Vaughn Cottage is the resident ‘historical society’ and offers different types of exhibits and displays. I was too enamored with the landscape of the island to wander in, but they also have a pretty awesome online exhibits if you’re interested!
It is truly just a beautiful place. I really wish that we had more time to enjoy – and I can imagine that after just a few days here you must feel a different sense of self. There really isn’t much to do except enjoy the beauty of the island and your company, and honestly that sounds like a dream these days.
- I don’t know what they are used for, but there are many stone cottages that are similar looking to Vaughn and they are absolutely adorable. One of them had the most beautiful flowers and landscaping, I felt transported to the English countryside. So cute!
- The navy prison that you see on the way out of Portsmouth is quite unexpected – it looks like a castle. The narrator on the boat had quite some stories about it – including a visit from Walt Disney?
- The obelisk monument is another unexpected moment on the island – but definitely worth a wander over! Plus you get to gawk at the solar field that powers 60% of the island.
- The boat ride here is half the fun – round trip, including the hour you have on Star Island, its a 4 hour commitment which is perfect!
- We went on the Isles of Shoals Steamship Company, which was really great. They gave an awesome history & narration as we left & returned to Portsmouth and headed out to sea, and had snacks and even a tiki bar on the top deck.

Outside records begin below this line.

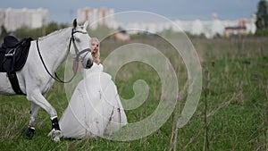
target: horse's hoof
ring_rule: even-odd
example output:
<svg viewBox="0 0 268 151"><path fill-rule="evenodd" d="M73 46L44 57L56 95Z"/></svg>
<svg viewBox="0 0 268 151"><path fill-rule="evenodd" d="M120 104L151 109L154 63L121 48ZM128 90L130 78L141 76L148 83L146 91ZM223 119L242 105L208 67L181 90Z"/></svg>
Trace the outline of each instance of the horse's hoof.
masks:
<svg viewBox="0 0 268 151"><path fill-rule="evenodd" d="M35 134L35 128L31 127L31 126L29 126L28 130L26 131L26 137L28 138L32 138L32 137L34 136L34 134Z"/></svg>
<svg viewBox="0 0 268 151"><path fill-rule="evenodd" d="M60 138L62 137L62 131L61 130L56 130L53 129L47 135L48 137L52 138L52 140L54 141L60 141Z"/></svg>

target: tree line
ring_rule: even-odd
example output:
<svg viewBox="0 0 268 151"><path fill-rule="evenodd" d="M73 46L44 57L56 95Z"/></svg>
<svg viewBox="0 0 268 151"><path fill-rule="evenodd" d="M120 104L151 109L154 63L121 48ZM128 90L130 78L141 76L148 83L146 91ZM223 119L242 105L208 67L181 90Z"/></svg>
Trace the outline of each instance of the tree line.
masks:
<svg viewBox="0 0 268 151"><path fill-rule="evenodd" d="M257 4L257 12L255 13L256 16L256 32L255 36L268 36L268 4L267 0L259 0ZM46 26L43 26L38 29L30 29L29 27L21 27L15 31L7 32L4 26L1 26L1 34L0 34L0 41L7 35L14 35L18 38L30 37L34 39L46 36L53 31L58 30L60 29L63 29L68 27L68 24L57 24L56 22L51 22ZM103 32L111 31L112 29L109 29L105 26L100 26L96 29L92 30L90 33L93 34L91 36L98 36L99 34L105 34Z"/></svg>

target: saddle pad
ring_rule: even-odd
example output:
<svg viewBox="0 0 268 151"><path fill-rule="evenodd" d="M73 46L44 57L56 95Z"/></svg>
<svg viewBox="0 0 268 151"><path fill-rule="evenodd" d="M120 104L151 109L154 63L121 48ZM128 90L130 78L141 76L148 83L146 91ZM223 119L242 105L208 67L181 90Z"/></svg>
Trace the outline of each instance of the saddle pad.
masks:
<svg viewBox="0 0 268 151"><path fill-rule="evenodd" d="M21 70L27 61L30 41L33 40L31 38L24 38L20 41L13 40L11 42L8 40L10 37L6 37L4 43L0 47L0 72L18 71ZM11 46L15 47L8 47ZM11 51L14 52L13 55L6 57L5 55Z"/></svg>

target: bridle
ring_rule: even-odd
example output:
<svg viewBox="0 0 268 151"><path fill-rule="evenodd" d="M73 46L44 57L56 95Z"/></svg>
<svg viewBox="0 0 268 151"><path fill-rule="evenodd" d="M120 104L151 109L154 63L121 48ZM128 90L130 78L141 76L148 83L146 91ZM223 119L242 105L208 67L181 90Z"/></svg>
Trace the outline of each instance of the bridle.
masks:
<svg viewBox="0 0 268 151"><path fill-rule="evenodd" d="M75 50L75 55L76 55L75 61L76 61L76 62L80 62L80 55L82 55L82 54L84 54L84 53L87 53L87 54L84 55L84 57L81 59L81 60L83 60L83 59L86 57L86 55L87 55L89 52L91 52L91 50L90 50L90 48L86 48L86 49L81 50L80 52L79 51L79 49L78 49L78 47L77 47L77 46L76 46L76 44L75 44L75 39L74 39L74 37L73 37L73 35L74 35L75 33L88 34L88 32L86 32L86 31L80 31L80 30L76 30L76 31L75 31L74 29L71 29L71 37L70 38L69 46L68 46L68 54L70 53L71 45L71 43L72 43L73 47L74 47L74 50ZM69 80L64 81L64 80L61 80L61 79L57 76L56 72L54 72L54 76L53 76L53 75L50 73L50 71L48 71L47 67L46 67L46 64L45 64L44 59L43 59L43 57L42 57L42 55L41 55L41 53L40 53L40 49L39 49L39 46L38 46L38 39L37 40L37 47L38 47L38 55L39 55L39 57L40 57L40 59L41 59L41 62L42 62L42 63L43 63L43 65L44 65L44 67L45 67L46 72L49 74L49 76L50 76L52 79L54 79L54 80L58 81L58 82L62 82L62 83L69 83L69 82L71 82L71 81L72 80L72 79L76 76L79 63L76 63L75 71L74 71L72 77L71 77Z"/></svg>

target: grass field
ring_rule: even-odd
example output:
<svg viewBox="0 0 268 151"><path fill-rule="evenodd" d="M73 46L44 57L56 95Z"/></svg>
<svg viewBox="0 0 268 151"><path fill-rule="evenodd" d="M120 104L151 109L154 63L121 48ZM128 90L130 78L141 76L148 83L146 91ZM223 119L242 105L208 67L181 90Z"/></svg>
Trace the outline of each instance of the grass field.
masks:
<svg viewBox="0 0 268 151"><path fill-rule="evenodd" d="M189 122L176 128L186 96L182 95L167 122L153 134L133 141L104 138L53 142L46 137L51 129L48 114L40 110L36 133L27 139L25 129L29 102L25 96L0 96L0 150L268 150L268 38L191 39L203 67L203 91ZM102 58L127 43L144 43L161 50L172 63L180 89L187 80L187 70L173 47L159 38L101 43ZM177 57L174 57L177 56ZM63 77L63 66L59 69ZM129 122L149 116L161 97L157 72L142 63L124 65L115 84L121 96L131 98L134 81L147 81L147 100L126 111ZM55 82L46 98L59 117L68 105L64 85Z"/></svg>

- Utilize the rest of your day in Portsmouth – there are so many cute little shops and it really holds it’s own in terms of breweries and delicious food.
- There are also so many historic homes in Portsmouth, including the Rundlett-May House (which I have visited and is so amazing!), the Governor John Langdon House & the Jackson House, all owned by Historic New England (and I’m sure there are many others). Enjoy the day soaking in some New Hampshire history!